Sen. Mark Grisanti explained, “Historic preservation as we know here in western New York not only creates more jobs than new construction but also has significant economic impacts in the form of new businesses and new long-term jobs created.”

Yeah, it’s just like how the stimulus was an investment that created more jobs except for how it incinerated cash to create fewer jobs. One can’t blame the unprincipled boor for his economic ignorance: Grisanti knows only treachery. He can only hope his gubernatorial co-conspirator is as willing to throw out money. The odds are sadly high:

If Governor Andrew Cuomo signs the bill, developers could receive up to $12 million in tax credits instead of $5 million. Developer Rocco Termini plans to renovate the old AM&A’s department store and says he couldn’t with just the $5 million credit.

“It would have never worked with $5 million,” Termini said. “And that’s why I’ve been waiting to start the project until this bill gets passed. We need the additional equity to make this deal work.”

People who get free candy need to keep getting free candy forever. Termini has done remarkable work bringing life to Buffalo’s downtown. But every business will tell you that they both deserve a tax break and require one, even though a handful of enterprises somehow manage to survive without them. The case for unequal treatment under the law is again made by practitioners of advocacy journalism, which is more commonly and accurately known as bias:

But when News 4 pressed lawmakers Monday on public money going toward private investment, they said developers who take advantage still need to make the biggest investment.
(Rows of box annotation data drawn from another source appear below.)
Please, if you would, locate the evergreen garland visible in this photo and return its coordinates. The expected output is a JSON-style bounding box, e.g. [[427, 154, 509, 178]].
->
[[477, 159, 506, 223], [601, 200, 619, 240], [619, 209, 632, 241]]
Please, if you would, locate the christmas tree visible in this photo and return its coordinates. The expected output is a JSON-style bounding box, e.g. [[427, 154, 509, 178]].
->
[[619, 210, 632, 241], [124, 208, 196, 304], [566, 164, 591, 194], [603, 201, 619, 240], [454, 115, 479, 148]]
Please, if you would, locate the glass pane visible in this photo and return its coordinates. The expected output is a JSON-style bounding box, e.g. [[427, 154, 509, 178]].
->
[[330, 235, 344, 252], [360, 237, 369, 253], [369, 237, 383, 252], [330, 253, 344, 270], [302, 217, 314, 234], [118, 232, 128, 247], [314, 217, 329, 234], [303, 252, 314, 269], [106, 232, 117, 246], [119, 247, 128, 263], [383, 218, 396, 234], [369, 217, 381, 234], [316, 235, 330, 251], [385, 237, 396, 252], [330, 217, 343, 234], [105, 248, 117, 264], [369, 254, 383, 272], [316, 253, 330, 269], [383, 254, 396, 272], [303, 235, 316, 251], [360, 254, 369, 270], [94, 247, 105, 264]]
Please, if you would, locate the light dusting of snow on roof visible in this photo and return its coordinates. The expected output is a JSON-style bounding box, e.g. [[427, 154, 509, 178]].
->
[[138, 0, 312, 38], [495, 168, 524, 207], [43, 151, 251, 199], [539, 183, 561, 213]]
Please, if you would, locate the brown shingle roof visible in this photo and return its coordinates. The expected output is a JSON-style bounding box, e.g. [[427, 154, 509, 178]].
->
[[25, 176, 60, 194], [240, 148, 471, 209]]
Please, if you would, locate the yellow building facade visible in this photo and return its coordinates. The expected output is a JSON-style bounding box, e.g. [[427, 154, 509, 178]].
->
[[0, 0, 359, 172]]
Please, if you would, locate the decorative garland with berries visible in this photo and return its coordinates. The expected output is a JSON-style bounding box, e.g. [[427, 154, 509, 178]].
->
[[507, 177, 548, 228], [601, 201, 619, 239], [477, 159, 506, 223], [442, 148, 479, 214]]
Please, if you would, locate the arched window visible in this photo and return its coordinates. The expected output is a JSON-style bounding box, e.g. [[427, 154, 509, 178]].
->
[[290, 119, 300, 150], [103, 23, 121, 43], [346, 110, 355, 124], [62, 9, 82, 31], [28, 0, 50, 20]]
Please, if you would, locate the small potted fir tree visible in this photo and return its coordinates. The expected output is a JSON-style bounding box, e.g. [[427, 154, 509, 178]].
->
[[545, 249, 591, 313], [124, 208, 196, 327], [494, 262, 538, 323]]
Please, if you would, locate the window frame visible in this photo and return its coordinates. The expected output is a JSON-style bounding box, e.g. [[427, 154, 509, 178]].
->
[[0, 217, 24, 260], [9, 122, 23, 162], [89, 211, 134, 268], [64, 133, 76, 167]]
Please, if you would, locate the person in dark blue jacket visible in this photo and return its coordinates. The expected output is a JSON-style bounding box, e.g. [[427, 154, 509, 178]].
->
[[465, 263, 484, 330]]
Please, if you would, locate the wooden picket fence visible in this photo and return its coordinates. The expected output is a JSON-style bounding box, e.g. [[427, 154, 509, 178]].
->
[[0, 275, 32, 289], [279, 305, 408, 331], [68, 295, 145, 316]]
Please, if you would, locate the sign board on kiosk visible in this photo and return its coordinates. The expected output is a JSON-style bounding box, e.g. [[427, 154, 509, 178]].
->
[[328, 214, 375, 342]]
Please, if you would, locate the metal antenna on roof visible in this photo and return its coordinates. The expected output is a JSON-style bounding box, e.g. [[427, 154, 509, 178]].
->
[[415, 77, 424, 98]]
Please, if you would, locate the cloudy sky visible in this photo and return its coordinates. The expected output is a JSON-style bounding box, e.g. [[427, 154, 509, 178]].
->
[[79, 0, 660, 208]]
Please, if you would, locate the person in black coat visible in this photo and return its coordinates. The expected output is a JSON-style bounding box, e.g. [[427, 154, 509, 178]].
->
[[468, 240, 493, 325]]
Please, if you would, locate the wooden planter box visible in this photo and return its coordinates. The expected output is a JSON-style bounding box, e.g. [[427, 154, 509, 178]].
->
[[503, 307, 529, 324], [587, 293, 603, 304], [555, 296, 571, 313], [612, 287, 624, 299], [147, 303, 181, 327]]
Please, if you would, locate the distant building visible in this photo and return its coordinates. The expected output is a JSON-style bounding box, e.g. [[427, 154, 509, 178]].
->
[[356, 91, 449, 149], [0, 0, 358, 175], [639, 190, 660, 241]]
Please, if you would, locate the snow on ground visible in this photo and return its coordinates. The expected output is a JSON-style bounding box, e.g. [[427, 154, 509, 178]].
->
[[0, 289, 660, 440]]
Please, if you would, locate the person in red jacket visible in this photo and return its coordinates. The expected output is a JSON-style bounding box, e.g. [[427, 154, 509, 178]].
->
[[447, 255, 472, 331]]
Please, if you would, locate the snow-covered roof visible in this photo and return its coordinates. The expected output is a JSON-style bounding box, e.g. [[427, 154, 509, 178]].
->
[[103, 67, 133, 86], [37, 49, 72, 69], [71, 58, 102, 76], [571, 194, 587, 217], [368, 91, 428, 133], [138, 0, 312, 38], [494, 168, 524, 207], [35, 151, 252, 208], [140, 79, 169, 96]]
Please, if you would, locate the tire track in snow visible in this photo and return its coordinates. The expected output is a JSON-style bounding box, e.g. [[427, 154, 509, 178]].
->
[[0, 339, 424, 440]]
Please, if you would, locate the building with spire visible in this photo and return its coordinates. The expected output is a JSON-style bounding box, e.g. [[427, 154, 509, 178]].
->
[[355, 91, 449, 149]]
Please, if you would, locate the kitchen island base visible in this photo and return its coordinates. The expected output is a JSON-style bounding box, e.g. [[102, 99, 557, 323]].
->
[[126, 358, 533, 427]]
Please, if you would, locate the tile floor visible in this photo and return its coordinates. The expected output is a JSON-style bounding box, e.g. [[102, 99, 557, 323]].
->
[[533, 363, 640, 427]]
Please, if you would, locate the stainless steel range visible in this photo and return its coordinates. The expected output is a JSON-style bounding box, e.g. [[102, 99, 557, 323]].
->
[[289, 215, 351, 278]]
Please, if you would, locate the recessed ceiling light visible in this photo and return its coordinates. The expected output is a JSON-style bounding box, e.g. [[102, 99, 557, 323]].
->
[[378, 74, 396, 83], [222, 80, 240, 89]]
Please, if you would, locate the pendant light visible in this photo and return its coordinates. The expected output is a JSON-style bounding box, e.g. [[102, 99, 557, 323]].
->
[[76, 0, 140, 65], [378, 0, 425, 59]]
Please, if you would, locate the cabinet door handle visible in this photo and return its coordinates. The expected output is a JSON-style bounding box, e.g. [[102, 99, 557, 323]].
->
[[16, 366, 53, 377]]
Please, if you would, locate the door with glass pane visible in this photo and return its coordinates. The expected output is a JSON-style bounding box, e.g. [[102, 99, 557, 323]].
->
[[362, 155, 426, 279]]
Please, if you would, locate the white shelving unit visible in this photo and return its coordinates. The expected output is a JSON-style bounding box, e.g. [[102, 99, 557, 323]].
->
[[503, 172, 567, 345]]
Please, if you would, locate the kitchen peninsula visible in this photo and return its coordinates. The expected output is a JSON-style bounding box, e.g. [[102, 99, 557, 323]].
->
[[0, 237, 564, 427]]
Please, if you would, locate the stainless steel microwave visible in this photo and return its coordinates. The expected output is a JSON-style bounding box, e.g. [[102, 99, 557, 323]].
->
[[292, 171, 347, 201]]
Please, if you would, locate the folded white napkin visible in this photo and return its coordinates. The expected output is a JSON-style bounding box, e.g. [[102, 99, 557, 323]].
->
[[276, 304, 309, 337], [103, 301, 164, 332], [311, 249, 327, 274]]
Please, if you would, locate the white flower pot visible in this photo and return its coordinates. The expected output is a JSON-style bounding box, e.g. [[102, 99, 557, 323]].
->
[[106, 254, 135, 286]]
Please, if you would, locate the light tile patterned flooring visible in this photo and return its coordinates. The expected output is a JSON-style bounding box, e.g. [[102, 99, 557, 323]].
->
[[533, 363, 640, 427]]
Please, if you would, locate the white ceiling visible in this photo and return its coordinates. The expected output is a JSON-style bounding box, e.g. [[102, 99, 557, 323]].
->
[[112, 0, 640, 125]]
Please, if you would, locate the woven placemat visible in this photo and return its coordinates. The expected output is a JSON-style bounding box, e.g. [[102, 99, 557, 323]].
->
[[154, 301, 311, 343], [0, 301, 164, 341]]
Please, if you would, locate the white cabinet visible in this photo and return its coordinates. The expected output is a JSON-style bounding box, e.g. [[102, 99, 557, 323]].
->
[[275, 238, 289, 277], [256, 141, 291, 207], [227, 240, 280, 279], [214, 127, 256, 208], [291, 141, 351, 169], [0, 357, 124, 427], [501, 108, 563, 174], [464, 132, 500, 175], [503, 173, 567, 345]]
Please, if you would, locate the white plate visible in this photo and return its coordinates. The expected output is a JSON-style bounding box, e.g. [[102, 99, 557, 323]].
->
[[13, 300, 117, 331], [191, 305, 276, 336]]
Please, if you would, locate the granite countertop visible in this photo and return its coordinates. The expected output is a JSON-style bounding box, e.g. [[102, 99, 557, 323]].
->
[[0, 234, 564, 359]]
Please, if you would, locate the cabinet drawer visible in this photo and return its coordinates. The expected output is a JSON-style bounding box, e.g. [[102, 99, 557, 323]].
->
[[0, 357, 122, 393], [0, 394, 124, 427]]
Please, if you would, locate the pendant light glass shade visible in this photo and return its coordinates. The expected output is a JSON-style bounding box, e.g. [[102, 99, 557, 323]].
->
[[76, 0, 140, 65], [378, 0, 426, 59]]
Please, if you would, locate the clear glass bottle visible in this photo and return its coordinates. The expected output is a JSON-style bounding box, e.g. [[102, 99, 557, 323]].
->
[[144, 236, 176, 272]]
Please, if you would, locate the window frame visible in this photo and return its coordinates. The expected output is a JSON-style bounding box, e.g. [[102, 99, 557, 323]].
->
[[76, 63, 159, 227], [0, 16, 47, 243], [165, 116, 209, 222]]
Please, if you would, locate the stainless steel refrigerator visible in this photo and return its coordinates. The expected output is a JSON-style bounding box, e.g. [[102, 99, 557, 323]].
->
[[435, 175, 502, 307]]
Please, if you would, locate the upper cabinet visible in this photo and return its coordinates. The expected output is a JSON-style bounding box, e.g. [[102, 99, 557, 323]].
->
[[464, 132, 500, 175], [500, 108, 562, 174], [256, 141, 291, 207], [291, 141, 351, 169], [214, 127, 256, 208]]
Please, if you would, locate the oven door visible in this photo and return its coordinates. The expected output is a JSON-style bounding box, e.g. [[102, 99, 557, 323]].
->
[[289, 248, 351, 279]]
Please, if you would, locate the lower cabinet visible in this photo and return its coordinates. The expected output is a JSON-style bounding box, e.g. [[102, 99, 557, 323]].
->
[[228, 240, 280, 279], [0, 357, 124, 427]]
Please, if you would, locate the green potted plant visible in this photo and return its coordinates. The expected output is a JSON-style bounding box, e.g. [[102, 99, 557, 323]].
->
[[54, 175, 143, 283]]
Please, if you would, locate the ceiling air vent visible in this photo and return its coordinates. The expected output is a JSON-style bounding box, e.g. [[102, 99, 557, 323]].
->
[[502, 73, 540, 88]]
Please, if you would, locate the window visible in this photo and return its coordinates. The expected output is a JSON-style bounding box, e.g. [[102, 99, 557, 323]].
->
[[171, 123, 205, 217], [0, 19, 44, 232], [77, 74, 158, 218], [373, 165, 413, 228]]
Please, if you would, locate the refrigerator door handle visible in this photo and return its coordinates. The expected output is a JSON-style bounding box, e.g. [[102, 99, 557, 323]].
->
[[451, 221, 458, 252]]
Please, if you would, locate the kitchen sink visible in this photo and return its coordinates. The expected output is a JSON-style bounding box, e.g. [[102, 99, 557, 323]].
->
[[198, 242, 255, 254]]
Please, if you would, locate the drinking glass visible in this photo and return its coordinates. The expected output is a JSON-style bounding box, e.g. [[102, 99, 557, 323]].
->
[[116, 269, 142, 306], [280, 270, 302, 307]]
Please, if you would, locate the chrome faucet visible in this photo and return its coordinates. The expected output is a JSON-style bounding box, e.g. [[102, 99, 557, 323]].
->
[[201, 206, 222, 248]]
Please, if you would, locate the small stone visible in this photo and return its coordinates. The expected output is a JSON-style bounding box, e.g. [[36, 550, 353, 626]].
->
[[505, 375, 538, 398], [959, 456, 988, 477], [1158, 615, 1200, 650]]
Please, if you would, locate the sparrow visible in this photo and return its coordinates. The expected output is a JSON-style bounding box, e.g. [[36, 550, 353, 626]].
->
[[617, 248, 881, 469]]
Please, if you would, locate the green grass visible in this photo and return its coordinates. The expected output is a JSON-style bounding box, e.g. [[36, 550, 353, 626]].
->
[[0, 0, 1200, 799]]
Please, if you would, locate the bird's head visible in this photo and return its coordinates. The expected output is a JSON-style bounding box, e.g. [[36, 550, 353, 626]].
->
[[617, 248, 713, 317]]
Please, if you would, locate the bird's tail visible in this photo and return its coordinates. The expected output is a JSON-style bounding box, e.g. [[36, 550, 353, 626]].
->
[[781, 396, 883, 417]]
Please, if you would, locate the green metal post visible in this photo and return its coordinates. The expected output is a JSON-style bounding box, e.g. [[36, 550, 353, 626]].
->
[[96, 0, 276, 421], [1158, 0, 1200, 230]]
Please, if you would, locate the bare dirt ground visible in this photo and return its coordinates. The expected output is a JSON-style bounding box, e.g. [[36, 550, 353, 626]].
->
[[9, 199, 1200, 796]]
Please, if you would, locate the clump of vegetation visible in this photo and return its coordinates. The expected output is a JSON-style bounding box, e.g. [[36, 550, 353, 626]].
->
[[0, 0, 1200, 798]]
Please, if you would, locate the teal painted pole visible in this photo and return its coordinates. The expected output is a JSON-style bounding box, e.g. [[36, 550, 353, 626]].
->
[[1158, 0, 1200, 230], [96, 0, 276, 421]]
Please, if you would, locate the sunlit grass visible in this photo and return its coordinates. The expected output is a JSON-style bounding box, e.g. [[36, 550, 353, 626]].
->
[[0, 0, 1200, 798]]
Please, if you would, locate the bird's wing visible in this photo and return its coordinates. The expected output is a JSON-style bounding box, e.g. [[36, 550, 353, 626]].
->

Assemblyman Sean Ryan contended, “Remember the tax credit is designed to be a piece of the funding puzzle – not the whole funding puzzle. The developers and owners are putting significant amount of their capital. This is their risk. We’re just taking a little state money and leveraging it.”

“State money” is New Yorkers’ money, you power-drunk putz. You’re taking what was earned by individuals under the logic that they couldn’t properly invest what’s theirs. But who is so cynical that they wouldn’t trust the government to invest wisely?

Sensible lawmakers would advocate lower taxes for everyone instead of playing favorites. But the drawback is, well, that they couldn’t play favorites. You understand the predicament of assemblymen and state senators who can balance your checkbook so much better than you could.

Opposition to letting certain kinds of businesses get tax advantages has nothing to do with disliking the industry in which they’re involved. On a similar note, loving sports doesn’t mean a fan must back public subsidies for billionaire owners. Ralph Wilson and developers can both pay their own expenses.

The eerily elegant and almost comically striking H.H. Richardson complex includes some of the many remarkable structures in Buffalo that deserve refurbishment. But those who reap the ample benefits of adding contemporary touches to olden buildings can cover the expenses themselves. Lower taxes will help them attract commercial activity. Now, if we could only find an unnecessary program to cut…

Sadly, there’s nothing historic about Albany’s willingness to meddle. This is the most discretion these bloated dunces will ever wield, and they’re not about to break precedent by giving up their piddling arbitrary powers. The era changes, but New York State does not.